Eisenberger Patrick, Gischig Sebastian, Togni Antonio
Department of Chemistry and Applied Biosciences, Swiss Federal Institute of Technology, ETH Hönggerberg, 8093 Zürich, Switzerland.
Chemistry. 2006 Mar 8;12(9):2579-86. doi: 10.1002/chem.200501052.
The synthesis of a new family of 10-I-3 hypervalent iodine compounds is described in which the CF3 functionality participates directly in the hypervalent bond. These materials are accessible by nucleophilic ligand substitution at iodine using Me3SiCF3 in the presence of a substoichiometric amount of fluoride.

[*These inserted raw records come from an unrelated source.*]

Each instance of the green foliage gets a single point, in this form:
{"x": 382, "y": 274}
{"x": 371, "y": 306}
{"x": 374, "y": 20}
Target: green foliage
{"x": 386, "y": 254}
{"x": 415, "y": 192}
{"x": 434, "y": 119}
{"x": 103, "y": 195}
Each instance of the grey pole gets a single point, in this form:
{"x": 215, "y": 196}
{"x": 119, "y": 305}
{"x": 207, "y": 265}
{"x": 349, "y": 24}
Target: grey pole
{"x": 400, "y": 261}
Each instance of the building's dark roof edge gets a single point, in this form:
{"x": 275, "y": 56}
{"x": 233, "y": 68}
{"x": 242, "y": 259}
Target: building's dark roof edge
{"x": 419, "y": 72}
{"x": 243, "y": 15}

The expected T-shaped geometry at iodine was verified by X-ray crystallographic analyses of three of the products (1-trifluoromethyl-1,2-benziodoxol-3-(1 H)-one and two substituted 1-trifluoromethyl-1,3-dihydro-1,2-benziodoxoles). Preliminary results for the direct electrophilic transfer of the trifluoromethyl moiety onto organic nucleophiles show modest reactivity in polar aprotic solvents under relatively mild conditions. The overall process can be understood as a formal umpolung of the CF3 group.

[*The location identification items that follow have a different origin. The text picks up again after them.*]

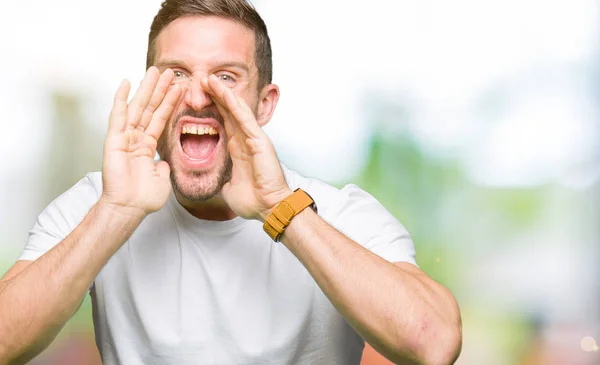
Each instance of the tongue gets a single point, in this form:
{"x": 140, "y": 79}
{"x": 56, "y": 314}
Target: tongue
{"x": 198, "y": 147}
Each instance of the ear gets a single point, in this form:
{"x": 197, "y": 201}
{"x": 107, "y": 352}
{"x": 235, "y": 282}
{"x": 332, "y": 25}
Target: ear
{"x": 269, "y": 96}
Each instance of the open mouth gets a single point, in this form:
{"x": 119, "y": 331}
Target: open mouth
{"x": 199, "y": 142}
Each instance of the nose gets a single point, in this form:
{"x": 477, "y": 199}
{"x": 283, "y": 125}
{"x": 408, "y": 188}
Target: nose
{"x": 195, "y": 96}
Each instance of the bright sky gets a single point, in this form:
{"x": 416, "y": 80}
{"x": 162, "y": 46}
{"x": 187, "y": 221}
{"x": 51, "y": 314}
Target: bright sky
{"x": 533, "y": 59}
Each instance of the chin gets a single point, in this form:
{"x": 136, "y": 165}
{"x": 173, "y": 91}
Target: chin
{"x": 198, "y": 186}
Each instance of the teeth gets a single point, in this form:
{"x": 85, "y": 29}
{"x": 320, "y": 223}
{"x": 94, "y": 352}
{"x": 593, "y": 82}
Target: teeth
{"x": 192, "y": 129}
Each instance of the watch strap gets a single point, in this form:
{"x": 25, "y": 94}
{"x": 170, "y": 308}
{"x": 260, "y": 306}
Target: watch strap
{"x": 281, "y": 216}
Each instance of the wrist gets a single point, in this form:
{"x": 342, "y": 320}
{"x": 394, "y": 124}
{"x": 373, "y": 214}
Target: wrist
{"x": 120, "y": 211}
{"x": 276, "y": 199}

描述了一个新的10-I-3高价碘化合物家族的合成,其中CF3官能团直接参与高价键。这些材料可通过在化学计量以下的氟化物存在下,使用Me3SiCF3对碘进行亲核配体取代来获得。通过对三种产物(1-三氟甲基-1,2-苯并碘氧杂环戊-3-(1H)-酮和两种取代的1-三氟甲基-1,3-二氢-1,2-苯并碘氧杂环戊烷)的X射线晶体学分析,证实了碘处预期的T形几何结构。三氟甲基部分直接亲电转移到有机亲核试剂上的初步结果表明,在相对温和的条件下,在极性非质子溶剂中具有适度的反应活性。整个过程可以理解为CF3基团的形式反转。